Chroniques

par bertrand bolognesi

Olivier Messiaen à l’honneur

Manca / Auditorium Rainier III, Monte-Carlo
- 17 novembre 2006
Auditorium Rainier III, dans le cadre du festival Manca : Messiaen à l'honneur
© cirm

Si le programme de ce soir met la musique d’Olivier Messiaen à l’honneur, la proposition des instrumentistes de l’Orchestre Philharmonique de Monte-Carlo la dessert assez tristement, à un point tel que l’on quitte le concert en s’interrogeant avec inquiétude sur la santé de cette formation. Quatre de ses musiciens s’attellent vainement à une exécution laborieuse du Quatuor pour la fin du temps, avouant une incapacité à respirer ensemble, de trop nombreuses approximations de hauteur (surtout pour le violoncelle et le violon), une absence de couleurs dans la prestation de la pianiste, partant que notre écoute jamais ne croise l’autonomie solistique requise.

Dans les deux pièces pour piano et ensemble à occuper la seconde partie de la soirée, les Monégasques se tiennent nettement mieux, bien que l’on constate quelques soucis dans les attaques de vents, jamais parfaitement synchrones. La battue précise de Daniel Kawka bride adroitement les rênes, ce qui toutefois ne permet guère de rendre compte de la richesse de l'écriture – les derniers accords des Oiseaux exotiques se résument ici à un vague martèlement. Au clavier, Roger Muraro livre des interprétations non seulement d’une absolue fiabilité, mais inspirées, colorées et comme illuminées. S’il ne s’agit pas là d’œuvres typiquement concertantes, le rôle du pianiste y demeure prépondérant.
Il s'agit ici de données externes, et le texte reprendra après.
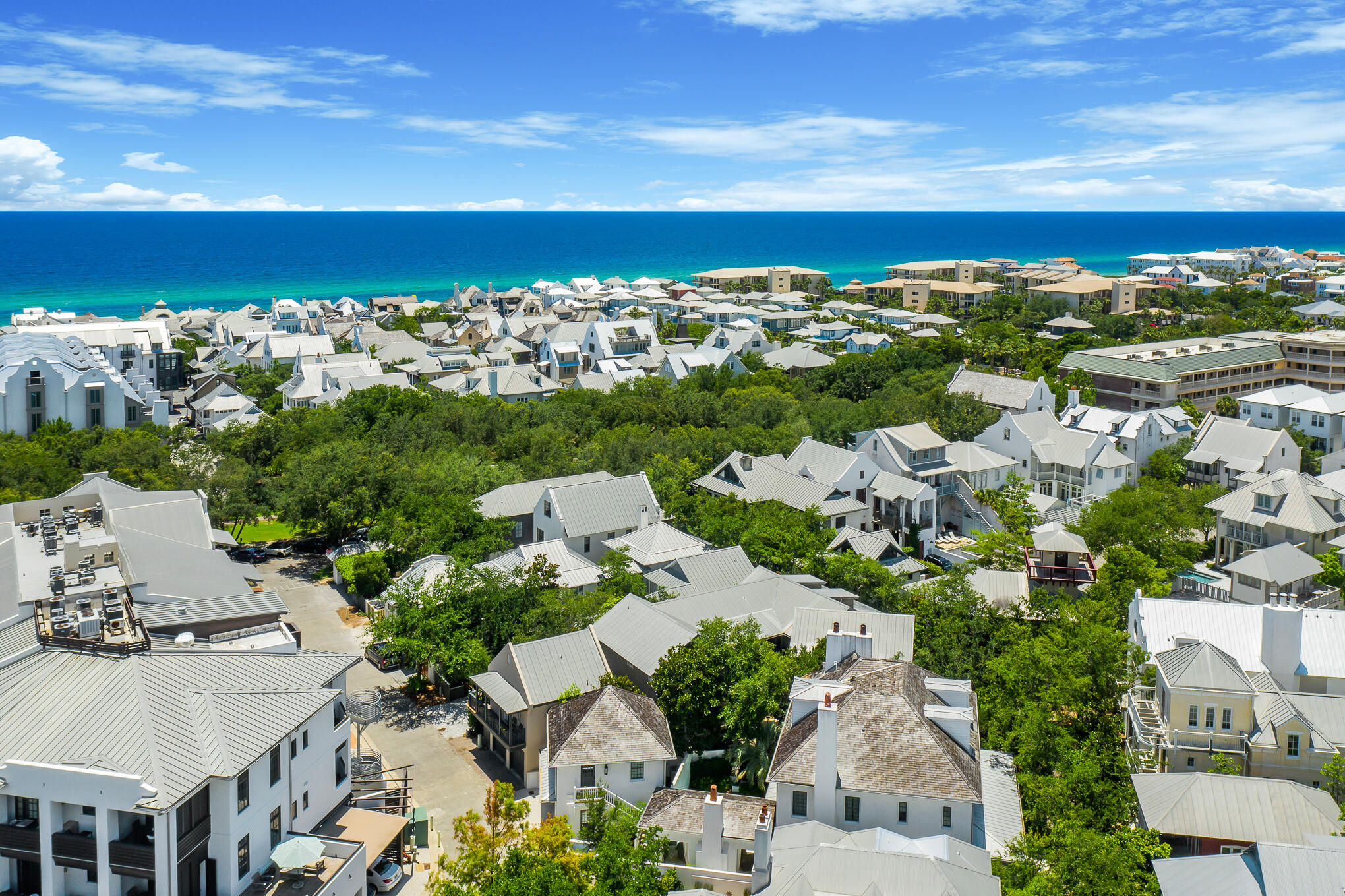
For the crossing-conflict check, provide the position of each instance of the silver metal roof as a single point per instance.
(173, 717)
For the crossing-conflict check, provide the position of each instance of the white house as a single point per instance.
(609, 744)
(45, 377)
(879, 743)
(179, 767)
(1224, 450)
(1060, 462)
(587, 514)
(1137, 434)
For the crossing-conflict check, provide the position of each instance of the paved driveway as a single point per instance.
(451, 775)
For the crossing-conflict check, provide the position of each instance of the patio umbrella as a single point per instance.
(297, 852)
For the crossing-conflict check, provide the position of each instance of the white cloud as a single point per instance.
(795, 136)
(1255, 195)
(150, 162)
(495, 205)
(28, 170)
(62, 84)
(1029, 69)
(531, 131)
(804, 15)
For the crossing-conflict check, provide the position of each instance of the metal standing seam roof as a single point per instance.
(175, 717)
(1296, 502)
(212, 610)
(641, 634)
(606, 505)
(521, 498)
(893, 634)
(659, 544)
(1201, 667)
(771, 479)
(607, 725)
(1234, 808)
(772, 601)
(884, 742)
(707, 571)
(551, 665)
(572, 571)
(1001, 392)
(1172, 368)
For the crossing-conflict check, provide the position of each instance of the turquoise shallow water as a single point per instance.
(119, 262)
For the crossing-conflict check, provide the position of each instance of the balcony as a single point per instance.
(132, 857)
(508, 731)
(19, 840)
(75, 849)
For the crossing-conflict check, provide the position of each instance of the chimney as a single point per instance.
(762, 849)
(825, 765)
(1282, 640)
(711, 854)
(843, 643)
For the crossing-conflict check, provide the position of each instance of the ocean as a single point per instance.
(119, 262)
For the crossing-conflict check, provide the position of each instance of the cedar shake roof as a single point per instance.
(684, 812)
(607, 725)
(884, 742)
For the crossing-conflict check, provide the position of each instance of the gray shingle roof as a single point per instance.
(1234, 808)
(521, 498)
(607, 725)
(173, 717)
(884, 742)
(636, 632)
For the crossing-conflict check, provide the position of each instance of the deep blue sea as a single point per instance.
(123, 261)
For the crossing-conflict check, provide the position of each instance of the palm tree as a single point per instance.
(751, 758)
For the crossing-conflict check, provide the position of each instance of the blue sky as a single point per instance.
(673, 104)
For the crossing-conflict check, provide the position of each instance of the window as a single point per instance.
(244, 857)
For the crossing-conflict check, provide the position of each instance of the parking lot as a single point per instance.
(450, 774)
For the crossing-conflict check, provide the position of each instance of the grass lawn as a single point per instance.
(265, 532)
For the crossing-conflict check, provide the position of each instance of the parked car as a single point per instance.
(249, 554)
(382, 657)
(384, 875)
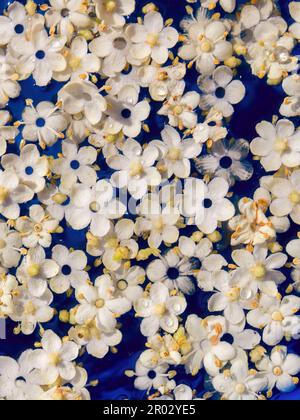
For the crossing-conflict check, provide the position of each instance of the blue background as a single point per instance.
(261, 102)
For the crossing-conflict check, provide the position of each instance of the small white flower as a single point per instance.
(221, 92)
(37, 228)
(30, 167)
(277, 318)
(44, 123)
(152, 39)
(280, 369)
(54, 360)
(277, 145)
(126, 113)
(135, 169)
(76, 164)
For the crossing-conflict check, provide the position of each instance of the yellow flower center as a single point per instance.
(277, 316)
(110, 6)
(259, 271)
(233, 294)
(152, 40)
(295, 197)
(136, 169)
(174, 154)
(240, 389)
(33, 270)
(206, 46)
(277, 371)
(3, 194)
(100, 303)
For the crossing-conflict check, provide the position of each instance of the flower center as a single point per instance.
(277, 371)
(120, 43)
(277, 316)
(226, 162)
(100, 303)
(40, 122)
(33, 270)
(152, 40)
(3, 194)
(75, 165)
(233, 294)
(122, 285)
(110, 6)
(19, 29)
(206, 46)
(220, 92)
(40, 55)
(174, 154)
(240, 389)
(259, 271)
(66, 270)
(295, 197)
(173, 273)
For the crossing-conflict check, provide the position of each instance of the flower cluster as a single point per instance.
(158, 217)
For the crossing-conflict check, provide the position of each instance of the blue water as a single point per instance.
(261, 102)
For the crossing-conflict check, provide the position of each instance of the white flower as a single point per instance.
(206, 42)
(80, 63)
(94, 206)
(83, 97)
(37, 228)
(286, 197)
(126, 113)
(291, 105)
(227, 5)
(135, 169)
(159, 310)
(7, 132)
(258, 271)
(67, 16)
(208, 349)
(277, 145)
(96, 339)
(35, 270)
(76, 164)
(277, 318)
(30, 310)
(113, 12)
(227, 160)
(116, 247)
(221, 92)
(30, 167)
(175, 153)
(15, 383)
(157, 221)
(10, 244)
(54, 360)
(174, 271)
(181, 108)
(216, 207)
(114, 49)
(44, 123)
(9, 87)
(99, 301)
(237, 384)
(280, 369)
(40, 55)
(148, 378)
(8, 284)
(152, 39)
(12, 193)
(71, 269)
« La partie rythmique de Couleurs de la Cité céleste est si complexe, explique Roger Muraro, sa base étant la triple-croche que le chef ne peut évidemment pas battre et qui l’oblige à un geste en courbe sur lequel l’orchestre doit se poser, qu’elle exclue la possibilité de voir venir. Les effets, grands et complexes, s’y enchaînent très vite, à travers des chorals faisant référence au texte biblique, des chants d’oiseaux survenant entre des silences, etc. Bref, je l’approche d’aussi près que possible, en accord avec la gestique du chef. Ma longue fréquentation de cette littérature me permet de nombreux recoupements et facilitent les choses : accords, rythmes – souvent issus de la rythmique grecque, dans tout l’œuvre de Messiaen. Le matériau est agencé différemment, mais c’est le même. Ces œuvres exigent du public une écoute pointue. Ce n’est pas Turangalîlâ Symphonie où tout le monde a envie d’applaudir dès après la dernière note ! Ses cadences étant plus longues et ouvragées, l’espace de liberté du pianiste est plus grand dans Oiseaux exotiques. C’est ainsi que le concevait Messiaen devant lequel je l’ai joué. La couleur et le caractère doivent être restitués, mais le tempoest plus modulable. »
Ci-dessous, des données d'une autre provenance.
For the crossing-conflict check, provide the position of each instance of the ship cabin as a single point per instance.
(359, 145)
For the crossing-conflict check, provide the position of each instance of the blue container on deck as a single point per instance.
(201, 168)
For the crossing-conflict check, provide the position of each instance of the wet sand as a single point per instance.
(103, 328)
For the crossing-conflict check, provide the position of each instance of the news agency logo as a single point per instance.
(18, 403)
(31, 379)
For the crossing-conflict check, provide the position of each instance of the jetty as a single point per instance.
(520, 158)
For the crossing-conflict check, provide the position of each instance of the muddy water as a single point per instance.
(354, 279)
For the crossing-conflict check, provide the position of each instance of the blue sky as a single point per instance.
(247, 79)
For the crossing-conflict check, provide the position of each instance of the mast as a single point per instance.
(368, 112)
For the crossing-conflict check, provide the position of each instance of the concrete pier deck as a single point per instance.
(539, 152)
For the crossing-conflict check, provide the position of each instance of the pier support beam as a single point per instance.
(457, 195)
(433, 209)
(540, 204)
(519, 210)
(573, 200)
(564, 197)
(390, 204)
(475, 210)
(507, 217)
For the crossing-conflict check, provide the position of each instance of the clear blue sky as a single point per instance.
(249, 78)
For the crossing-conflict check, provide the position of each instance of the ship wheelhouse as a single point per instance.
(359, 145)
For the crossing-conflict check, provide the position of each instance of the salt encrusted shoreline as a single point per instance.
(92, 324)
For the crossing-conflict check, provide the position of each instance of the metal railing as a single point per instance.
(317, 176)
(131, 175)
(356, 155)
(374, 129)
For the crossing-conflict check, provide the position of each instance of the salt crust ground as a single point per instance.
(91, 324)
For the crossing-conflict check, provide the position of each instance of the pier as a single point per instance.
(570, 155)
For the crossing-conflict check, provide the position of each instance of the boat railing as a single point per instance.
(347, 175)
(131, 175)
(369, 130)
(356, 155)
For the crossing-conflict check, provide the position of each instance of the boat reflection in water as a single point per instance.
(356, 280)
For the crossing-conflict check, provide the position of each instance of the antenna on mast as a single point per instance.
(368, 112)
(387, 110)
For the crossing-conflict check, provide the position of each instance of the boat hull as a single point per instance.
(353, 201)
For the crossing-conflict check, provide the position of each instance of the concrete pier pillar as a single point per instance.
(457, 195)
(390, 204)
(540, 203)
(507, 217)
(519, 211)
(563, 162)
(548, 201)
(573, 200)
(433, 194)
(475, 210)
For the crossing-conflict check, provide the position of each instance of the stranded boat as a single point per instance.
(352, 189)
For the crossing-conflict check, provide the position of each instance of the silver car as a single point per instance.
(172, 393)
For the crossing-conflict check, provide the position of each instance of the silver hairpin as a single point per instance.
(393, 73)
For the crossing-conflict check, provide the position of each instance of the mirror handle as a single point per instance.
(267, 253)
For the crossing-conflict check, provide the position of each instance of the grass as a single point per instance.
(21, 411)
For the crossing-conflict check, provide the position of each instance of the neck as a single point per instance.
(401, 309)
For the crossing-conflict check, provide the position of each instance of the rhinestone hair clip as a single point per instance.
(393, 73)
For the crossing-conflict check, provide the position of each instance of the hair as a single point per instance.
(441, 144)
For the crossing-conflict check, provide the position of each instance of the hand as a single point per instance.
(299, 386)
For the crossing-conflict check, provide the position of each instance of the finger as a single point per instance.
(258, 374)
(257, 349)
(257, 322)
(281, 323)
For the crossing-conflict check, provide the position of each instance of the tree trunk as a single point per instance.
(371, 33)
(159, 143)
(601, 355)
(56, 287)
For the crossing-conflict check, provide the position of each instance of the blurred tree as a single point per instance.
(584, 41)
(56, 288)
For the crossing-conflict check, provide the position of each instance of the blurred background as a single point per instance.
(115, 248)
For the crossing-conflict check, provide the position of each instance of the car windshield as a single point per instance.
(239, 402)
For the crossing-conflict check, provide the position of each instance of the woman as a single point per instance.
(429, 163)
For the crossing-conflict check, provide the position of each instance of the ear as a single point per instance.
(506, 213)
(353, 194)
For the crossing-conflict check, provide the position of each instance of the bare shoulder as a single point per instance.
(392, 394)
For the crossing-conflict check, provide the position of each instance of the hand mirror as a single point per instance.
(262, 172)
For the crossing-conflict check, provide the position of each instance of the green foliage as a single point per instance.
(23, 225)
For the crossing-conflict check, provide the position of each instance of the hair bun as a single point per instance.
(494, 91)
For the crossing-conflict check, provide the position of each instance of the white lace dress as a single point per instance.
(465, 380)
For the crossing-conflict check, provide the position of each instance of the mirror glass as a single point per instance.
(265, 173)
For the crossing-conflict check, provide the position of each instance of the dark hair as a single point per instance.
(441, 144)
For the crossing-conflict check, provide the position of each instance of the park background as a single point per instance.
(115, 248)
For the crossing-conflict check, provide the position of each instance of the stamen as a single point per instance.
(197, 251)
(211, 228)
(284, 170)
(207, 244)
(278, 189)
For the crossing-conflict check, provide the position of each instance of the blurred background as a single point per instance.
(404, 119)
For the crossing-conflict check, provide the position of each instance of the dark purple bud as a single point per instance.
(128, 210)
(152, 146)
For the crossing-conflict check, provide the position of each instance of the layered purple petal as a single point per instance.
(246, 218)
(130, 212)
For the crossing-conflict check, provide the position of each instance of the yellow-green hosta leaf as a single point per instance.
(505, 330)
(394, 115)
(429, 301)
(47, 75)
Le pianiste nous confie avoir le sentiment que l’œuvre d’Olivier Messiaen, qui posa en son temps les jalons harmoniques et rythmiques d’un nouveau départ pour la génération des années soixante à quatre-vingt, s’inscrit aujourd’hui dans un répertoire plus large, touchant des gens moins exclusivement concernés par la musique contemporaine. Il donnera les Vingt regards sur l’Enfant Jésus à Porto, fin décembre, et la Turangalîlâ Symphonie avec Ilan Volkov et l’Orchestre national du Capitole, in loco, le 16 février 2007.